Once the cervix is favorable, labor is induced. Constant IV infusion of oxytocin is the safest, most effective method. Dose is 0.5 to 2 milliunits/min, increased by 0.5 to 2 milliunits q 15 to 30 min as needed to ensure strong contractions; uncommonly, > 20 milliunits/min is needed. With higher doses (> 40 milliunits/min), excessive water retention may occur. Use of oxytocin must be supervised to prevent hypertonic uterine contractions, which may compromise the fetus. External fetal monitoring is routine, and internal monitoring may begin as soon as the membranes can be safely ruptured—usually, when the cervix is dilated 2 cm and the vertex is engaged.
Cesarean
Section
Cesarean
section is delivery by incision into the uterus.
About 15 to 25% of deliveries in the US are by cesarean section.

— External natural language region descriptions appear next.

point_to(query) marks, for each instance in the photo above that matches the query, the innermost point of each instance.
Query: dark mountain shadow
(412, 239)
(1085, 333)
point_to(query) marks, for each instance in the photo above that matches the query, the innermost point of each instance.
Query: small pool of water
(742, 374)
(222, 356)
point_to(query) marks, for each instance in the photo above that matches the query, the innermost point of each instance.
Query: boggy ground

This rate varies significantly between practices (and is much lower in most other countries). (See also the American College of Obstetricians and Gynecologists practice guideline Vaginal
birth after previous cesarean delivery.)
Indications:
Although morbidity and mortality rates of cesarean section are low, they are still several times higher than those of vaginal delivery; thus, cesarean section should be done only when it is safer for the woman or fetus than vaginal delivery. The most common specific indications are previous cesarean section, protracted labor, fetal dystocia (particularly breech presentation), and a nonreassuring fetal heart rate, which requires rapid delivery.
Many women are interested in elective cesarean section on demand. The rationale includes avoiding damage to the pelvic floor (and subsequent incontinence) and serious intrapartum fetal complications. However, such use is controversial and requires discussion between the woman and her physician. Many cesarean sections are done in women with previous cesarean sections because, for them, vaginal delivery increases risk of uterine rupture; however, risk of rupture with vaginal delivery is only about 1% overall (risk is higher for women who have had multiple cesarean sections or a vertical incision). Vaginal birth is successful in almost 75% of women who have had a single prior cesarean section and should be offered to those who have had a single prior cesarean section by lower uterine transverse incision. (The United Kingdom's National Institute for Clinical Excellence provides detailed guidelines regarding indications and technique in Cesarean
section.) A trial of labor is often impractical because it requires the obstetrician, an anesthesiologist, and a surgical team to be available immediately.
Technique:
During cesarean section, practitioners skilled in neonatal resuscitation should be available. The uterine incision can be classic or lower segment. A classic incision is made longitudinally in the anterior wall of the uterus, ascending to the fundus. This incision results in more blood loss than a lower-segment incision and is usually done only when placenta previa is present, fetal position is transverse, or the lower uterine segment is poorly developed. A lower-segment incision is made transversely or longitudinally in the thinned, elongated lower portion of the uterine body under the bladder reflection. A longitudinal lower-segment incision is used only for certain abnormal presentations and for excessively large fetuses. In such cases, a transverse incision can extend laterally into the uterine arteries, sometimes causing excessive blood loss.